The American Medical Association opposes physician-assisted suicide, calling it "fundamentally incompatible with the physician's role as healer." Most state medical societies also have lent support to forces opposing assisted-suicide bills.
"Physicians are caregivers, and they want to do what's best to help their patients live," said Arizona Medical Assn. spokeswoman Andrea Smiley. "Arizona physicians can likely expect this to come up again, but ... it's unlikely our policy against physicians assisting in death will change."
At press time, the California Medical Assn. had not formally reviewed its state's proposed legislation, but no surprises are anticipated once it has.
"We have not yet taken an official position on the bill but, historically, we have opposed this sort of thing," said CMA spokesman Ron Lopp.
But Lopp added that there was a resolution asking the CMA to reverse its policy. Physicians are expected to vote on the matter at the CMA House of Delegates meeting March 19-24.
In Vermont, the medical community has been active, with doctors lining up on both sides of the issue. The Vermont Medical Society opposes the bill.
Retired family physician Carmer Van Buren, MD, serves on the steering committee for Death With Dignity Vermont and said the longer the debate goes on, the more likely voters and politicians will begin to support assisted-suicide legislation. The nonprofit political action group, which has four physicians on its six-person board of directors, supports physician-assisted suicide.

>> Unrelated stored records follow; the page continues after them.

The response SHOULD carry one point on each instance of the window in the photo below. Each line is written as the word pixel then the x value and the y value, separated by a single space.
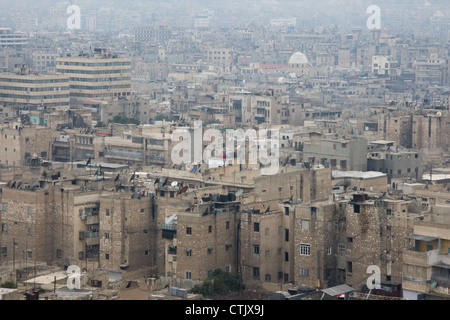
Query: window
pixel 349 267
pixel 305 249
pixel 305 224
pixel 256 272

"I think people understand it better now and recognize that it really isn't a 'physician bill,' because physicians are not obligated to do anything they don't want to do," he said.
Burlington, Vt., family physician Robert Orr, MD, leads the Vermont Alliance for Ethical Healthcare, which opposes assisted suicide and supports improving palliative care. Dr. Orr said Vermont's bill is unnecessary because terminally ill patients already can refuse treatment.
Dr. Orr extrapolated Oregon statistics to match Vermont's smaller population and said assisted suicide would result in three to five hastened deaths a year.
"It seems like we should be working harder to take care of these people instead of opening a door with a slippery slope on the other side," he said.
Both Drs. Van Buren and Orr said the U.S. Supreme Court's decision to take up the Oregon case will not have much influence in Vermont's debate on the issue. But Dr. Orr said people with disabilities have played an active role in the issue, making the opposition coalition broader than just doctors and religious groups.
Based in suburban Chicago, Not Dead Yet is a national activist organization for the disabled that has garnered attention for protesting the sympathetic portrayal of assisted suicide in the film "Million Dollar Baby." The group's president, attorney Diane Coleman, said Not Dead Yet is growing increasingly focused on the issue as more people who use Oregon's law report that they are doing so out of concerns of becoming "a burden."
"How can that be an acceptable reason?" she asked. "Instead of getting the help they need -- both physical and psychologically -- they're getting assisted suicide."